Adoptée à l'âge de 9 mois, elle a voulu retrouver sa mère biologique. Elle s'est rendu compte qu'elle et ses parents adoptifs avaient en fait été victimes d'un trafic d'enfants.

Carmen Maria Vega, victime d’un trafic d’enfants

Ses parents l’ont adoptée quand elle avait 9 mois. Ils ne savaient pas que sa mère biologique, guatémaltèque, était encore en vie et la cherchait.

« Je leur ait dit frontalement : ‘’Écoutez les parents, désolée, il semblerait que vous m’ayez achetée. Je comprends que vous ayez du mal à l’admettre, mais cette histoire, c’est vraiment la nôtre. Il faut que ça rentre dans nos cerveaux à nous trois : on a été victimes, ensemble, d’un trafic d’enfants.’’ » Carmen Maria Vega a été adoptée à l’âge de 9 mois par une famille française. En 2011, elle décide de partir au Guatemala, son pays d’origine, sur les traces de sa mère biologique.

« Je pars en ne sachant rien »

« On nous avait dit que ma mère était activiste. J'ai grandi avec ce fantasme génial d’une mère héroïne, féministe, qui combat la guérilla et la dictature. Ça devient un leitmotiv de comprendre, et puis, un jour, de partir. Mes parents me soutiennent, parce qu’ils sentent bien que de toute façon, tant que je n’aurai pas les réponses, je ne pourrai pas finir d’être ‘’construite’’ psychologiquement et assumer qui je suis complètement. Alors je pars, en ne sachant rien, à part cette identité : ‘’Carmen Maria Vega. Née : Colonia El Limon, zone 18, de Madame Vega et de père inconnu.’’ »

Avant son départ, elle entre en contact avec Vincent Simon, le porte-parole de l’activiste guatémaltèque Rigoberta Menchu. Avec lui, elle parcourt le pays, et va jusqu’au Honduras.

« C’est extrêmement banal. Il y a eu des milliers de morts, et des fosses communes sont tout juste réouvertes aujourd’hui. On récupère les ossements, on fait des prélèvements ADN, et si jamais on retrouve des ossements qui matchent avec notre code génétique, on nous prévient. Au fond de moi, je sentais qu’elle n’était pas morte. Il ne fallait rien lâcher. »

« C’est vraiment un quartier ultra violent »

Pendant plus de 30 ans, le Guatemala a été ravagé par une guerre civile opposant le gouvernement à des guérillas marxistes. Des milliers de personnes ont été assassinées ou ont disparu.
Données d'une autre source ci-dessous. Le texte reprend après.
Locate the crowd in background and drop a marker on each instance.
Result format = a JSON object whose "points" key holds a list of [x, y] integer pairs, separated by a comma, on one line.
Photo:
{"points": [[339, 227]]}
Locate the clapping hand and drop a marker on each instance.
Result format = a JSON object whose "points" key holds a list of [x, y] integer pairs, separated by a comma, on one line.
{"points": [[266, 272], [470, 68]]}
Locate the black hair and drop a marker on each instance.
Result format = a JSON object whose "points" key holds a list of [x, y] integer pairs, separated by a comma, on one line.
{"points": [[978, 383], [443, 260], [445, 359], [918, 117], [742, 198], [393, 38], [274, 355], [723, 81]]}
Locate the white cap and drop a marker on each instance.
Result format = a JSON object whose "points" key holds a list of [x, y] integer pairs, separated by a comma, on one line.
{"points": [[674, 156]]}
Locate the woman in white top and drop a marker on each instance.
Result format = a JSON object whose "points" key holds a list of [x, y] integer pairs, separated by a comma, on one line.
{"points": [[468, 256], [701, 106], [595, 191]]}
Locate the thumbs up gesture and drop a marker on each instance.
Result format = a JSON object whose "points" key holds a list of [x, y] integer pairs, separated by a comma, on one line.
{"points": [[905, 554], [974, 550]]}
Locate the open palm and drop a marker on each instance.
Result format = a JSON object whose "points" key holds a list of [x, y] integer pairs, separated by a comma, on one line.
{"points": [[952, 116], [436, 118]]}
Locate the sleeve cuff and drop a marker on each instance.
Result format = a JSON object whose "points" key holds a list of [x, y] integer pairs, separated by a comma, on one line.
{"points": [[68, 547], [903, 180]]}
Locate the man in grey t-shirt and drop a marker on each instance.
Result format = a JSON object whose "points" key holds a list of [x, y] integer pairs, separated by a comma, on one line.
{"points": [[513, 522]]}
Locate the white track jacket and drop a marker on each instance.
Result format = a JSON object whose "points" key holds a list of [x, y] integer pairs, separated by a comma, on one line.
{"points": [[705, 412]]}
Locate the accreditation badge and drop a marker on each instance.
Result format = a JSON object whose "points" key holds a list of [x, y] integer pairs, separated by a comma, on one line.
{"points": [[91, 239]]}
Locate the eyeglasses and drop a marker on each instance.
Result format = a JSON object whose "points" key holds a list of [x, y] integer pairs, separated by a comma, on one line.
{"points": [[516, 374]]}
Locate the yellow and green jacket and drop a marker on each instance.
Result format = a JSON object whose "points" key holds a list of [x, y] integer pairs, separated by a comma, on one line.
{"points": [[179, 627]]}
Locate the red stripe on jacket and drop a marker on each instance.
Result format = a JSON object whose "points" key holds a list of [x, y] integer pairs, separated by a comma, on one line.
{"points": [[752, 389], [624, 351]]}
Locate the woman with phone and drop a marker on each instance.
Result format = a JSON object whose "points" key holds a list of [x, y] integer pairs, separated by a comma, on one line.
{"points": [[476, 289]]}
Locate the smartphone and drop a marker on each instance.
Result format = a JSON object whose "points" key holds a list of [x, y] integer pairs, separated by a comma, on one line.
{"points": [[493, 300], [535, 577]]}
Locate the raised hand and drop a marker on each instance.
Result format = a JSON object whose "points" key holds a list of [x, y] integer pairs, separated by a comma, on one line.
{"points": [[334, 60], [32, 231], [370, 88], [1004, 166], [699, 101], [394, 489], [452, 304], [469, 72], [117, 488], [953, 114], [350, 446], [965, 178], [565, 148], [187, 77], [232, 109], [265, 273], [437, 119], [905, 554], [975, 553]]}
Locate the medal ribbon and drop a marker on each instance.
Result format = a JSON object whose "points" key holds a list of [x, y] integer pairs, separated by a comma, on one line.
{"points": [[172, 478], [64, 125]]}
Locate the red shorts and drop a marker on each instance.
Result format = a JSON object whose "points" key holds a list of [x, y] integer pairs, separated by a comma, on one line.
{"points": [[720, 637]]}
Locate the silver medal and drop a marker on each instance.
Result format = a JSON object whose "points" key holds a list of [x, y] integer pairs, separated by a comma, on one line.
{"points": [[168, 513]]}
« On se retrouve à terme dans ce quartier, qui est le plus dangereux de la capitale : Colonia El Limon, dans la zone 18, là où je suis née. C’est vraiment un quartier ultra violent. Et on a la chance incroyable de tomber sur des femmes actives dans la colonie, qui nous aident car elles sentent vraiment l’urgence. »

Sa mère ne l’a pas abandonnée

Après 12 jours de recherches, Carmen découvre que sa mère vit désormais en Belgique et décide de partir à sa rencontre. Elle découvre alors que sa mère ne l’a pas abandonnée, mais souhaitait la placer temporairement, le temps de trouver un emploi.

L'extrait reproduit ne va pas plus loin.